AUSTIN, TX – July 20, 2010 - An unusual coalition of medical and national-security organizations today called on U.S. Senator Kit Bond (R-MO) to lift his “hold” that is blocking legislation to relieve shortages of vital medical isotopes and reduce risks of nuclear terrorism.
The House passed the bill, the American Medical Isotope Production Act, last year by an overwhelming 400 - 17 vote, and a Senate committee reported it favorably in January 2010.
But for six months since then, Sen. Bond has single-handledly blocked consideration by the full Senate. Unless he lifts his hold, the measure will die when Congress recesses later this year.
The bill aims to promote domestic production of isotopes that are used in medical procedures for millions of Americans annually. These pharmaceuticals traditionally were imported but have been in short supply due to breakdowns at foreign production plants. The bill also would phase out exports of bomb-grade, “highly enriched” uranium (HEU) – currently used by foreign companies to produce isotopes – to persuade them to convert their production processes to safer, low-enriched uranium that cannot be stolen or diverted to make nuclear weapons.
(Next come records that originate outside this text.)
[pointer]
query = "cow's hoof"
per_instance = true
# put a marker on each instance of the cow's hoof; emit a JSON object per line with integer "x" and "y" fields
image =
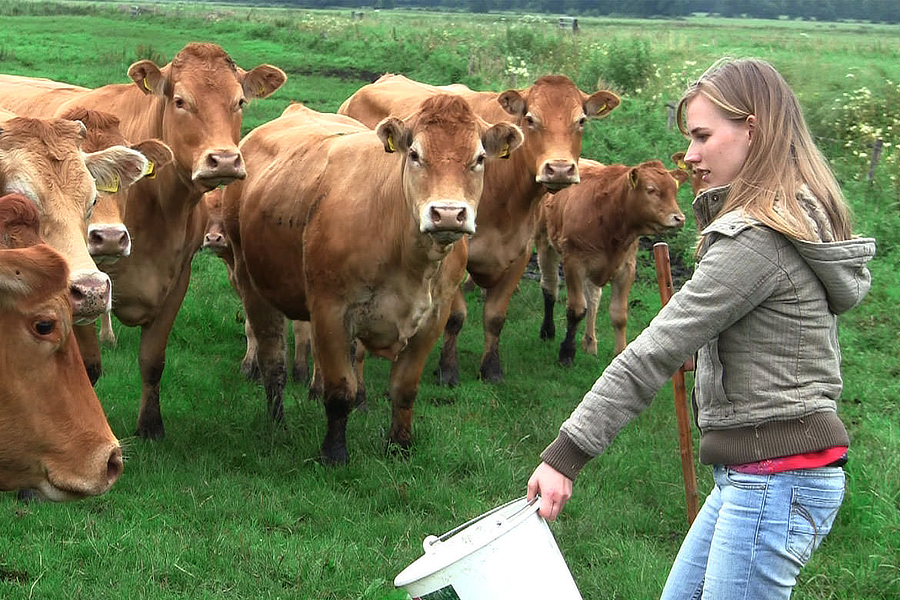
{"x": 447, "y": 377}
{"x": 548, "y": 332}
{"x": 28, "y": 496}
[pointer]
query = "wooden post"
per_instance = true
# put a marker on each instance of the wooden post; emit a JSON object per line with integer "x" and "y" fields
{"x": 876, "y": 154}
{"x": 685, "y": 443}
Sen. Bond claims the bill could interrupt foreign production of isotopes prior to creating adequate domestic supplies. But experts from the U.S. Department of Energy, National Academy of Sciences, and private industry testified repeatedly that the bill would enable sufficient domestic production within about five years, while not cutting off exports until 13
The coalition letter warns that Sen. Bond risks creating the isotope shortage that he warns about: “Because your hold on the legislation inhibits domestic production of medical isotopes to address such shortfalls of imported isotopes, it puts at risk medical procedures for millions of U.S. patients – precisely opposite to your stated intent.” Moreover, the experts warn, “blocking the legislation’s phase-out of HEU exports also reduces the incentive for foreign manufacturers to stop using this bomb-grade material, and thereby perpetuates unnecessary security risks.” President Barack Obama, this past April, convened an unprecedented Nuclear Security Summit of 47 countries to stop the spread of nuclear weapons. The final communiqué called for “minimization of use of highly enriched uranium, where technically and economically feasible.”